The film “La Jetee” by Chris Maker in 1962 is a science fiction film/photo montage and tells the story of post nuclear war experiment involving time travel. Scientist research time travel and aim to send human test subjects to different time periods. They have difficulty finding test subjects “disappointment for some, death for some , madness for others” this quote revealed that past subjects weren’t mentally strong enough to time travel. Finally they found a man who was a prisoner who they believed was mentally strong enough to handle the experiment. The prisoner has a memory from this pre war childhood of seeing a women and a mans death on a the observation platform. This memory is strong enough for him to effectively time travel. After the time travel is a success he meets the women from his past and develops a relationship with her, he is then sent to the future. Chris uses a scene of floating heads to demonstrate the difference between the future past and present. He is then given a power unit to regenerate his destroyed society .After his mission is a success he fears he will be killed by the scientist who made him time travel. He asks to be returned to pre war time to escape but more importantly see the women again. He spots the women on the jetty at the airport in the past and runs to her but is killed by his jailors him his final moments.

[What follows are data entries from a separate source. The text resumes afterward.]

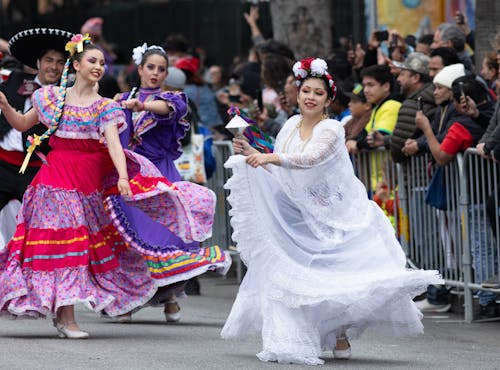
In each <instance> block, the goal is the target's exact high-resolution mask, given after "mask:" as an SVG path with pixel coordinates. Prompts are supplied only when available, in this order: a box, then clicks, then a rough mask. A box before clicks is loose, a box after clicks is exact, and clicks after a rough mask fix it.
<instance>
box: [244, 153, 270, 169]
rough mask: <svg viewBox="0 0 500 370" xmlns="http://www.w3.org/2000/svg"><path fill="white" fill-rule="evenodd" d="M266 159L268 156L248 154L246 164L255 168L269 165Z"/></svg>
mask: <svg viewBox="0 0 500 370" xmlns="http://www.w3.org/2000/svg"><path fill="white" fill-rule="evenodd" d="M268 158H269V154H265V153H254V154H250V155H249V156H248V157H247V163H248V164H249V165H250V166H252V167H254V168H256V167H259V166H263V165H265V164H267V163H269V161H268Z"/></svg>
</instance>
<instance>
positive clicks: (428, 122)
mask: <svg viewBox="0 0 500 370" xmlns="http://www.w3.org/2000/svg"><path fill="white" fill-rule="evenodd" d="M415 124H416V125H417V127H418V128H419V129H420V130H422V131H423V132H425V130H427V129H429V128H430V127H431V123H430V122H429V119H428V118H427V117H426V115H425V114H424V113H423V112H422V111H420V110H419V111H417V114H416V116H415Z"/></svg>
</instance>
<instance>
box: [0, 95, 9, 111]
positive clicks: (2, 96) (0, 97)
mask: <svg viewBox="0 0 500 370" xmlns="http://www.w3.org/2000/svg"><path fill="white" fill-rule="evenodd" d="M8 107H9V102H8V100H7V97H6V96H5V95H4V93H1V92H0V110H5V109H7V108H8Z"/></svg>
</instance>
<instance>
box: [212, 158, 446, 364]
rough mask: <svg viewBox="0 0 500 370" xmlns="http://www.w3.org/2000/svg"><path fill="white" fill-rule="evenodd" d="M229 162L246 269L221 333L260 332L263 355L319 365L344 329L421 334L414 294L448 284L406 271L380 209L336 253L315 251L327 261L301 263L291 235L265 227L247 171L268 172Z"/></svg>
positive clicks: (284, 359) (347, 236) (233, 196)
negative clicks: (444, 283) (336, 254)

La Jetee is made up of black and white pictures with almost a documentary sort of feel. There was no dialogue in the photomontage apart from a few mumbles in another language the photo montage had a voice over the entire time with was able to keep you focused on the images whilst thinking about the story in your head. The use of rhythm in the film proved to be very important, for insist in the experiment phase when the prisoner was going through pain to achieve time travel the back ground music was a fast heart beat that kept getting faster and faster as he felt more pain and then would stop when the image changed. This created the feeling of fear and grabbed my attention.
Janet Harbord a British film scholar attempted to unravel the film La Jetee mysterious in her book called “One work”., Harbord the editing, called the film “a work of post-production”. Once she examined the editing of the work. She describes Le Jetee as not just a science fiction tale with a eerie twist but but also a contemplation of time, memory and mortality.
In my group task were to create a photo montage of a group of text we were to create from a list of random words that were listed out to us. The words that were to be included in the story were balloons, maps, missing information, green, bomb, light, water, email, sorry, emoji’s, garden, remote, fights, chase, goldfish, sky and backpacks. My text turned into a stream of consciousness that was essentially about killing anyone who liked balloons, maps or wore backpacks.
To then demonstrate this in a photo montage proved difficult. With an hour and minimal resources, I was pleased with our results. We produced a PDF of 15 black and white images to tell the story. With taking photographs we didn’t want to be too obvious and try and keep the photo montage without any people in it just objects that could tell a story. For example, We choose to take a photo of a lamp post when trying to represent a balloon. We used curtains mid movement to symbolise water as they both have similar wave
when they move. Our video montage could have been more effective if it was done on a video loop so we didn’t have to manually change screens. Also from “La Jetee” I learnt that music or even background sound is very important in create mood such as excitement and danger which with more time we could have included in our montage to create a better finished product. My favourite part of our montage was the final image of a black screen to symbolise death.
Harbord, Janet. Chris Marker, La Jetée. 1st ed. London: Afterall Books, 2009. Print.
Lawrence, Levi. “‘Chris Marker: La Jetée’ By Janet Harbord”. latimes. N.p., 2009. Web. 24 Mar. 2017.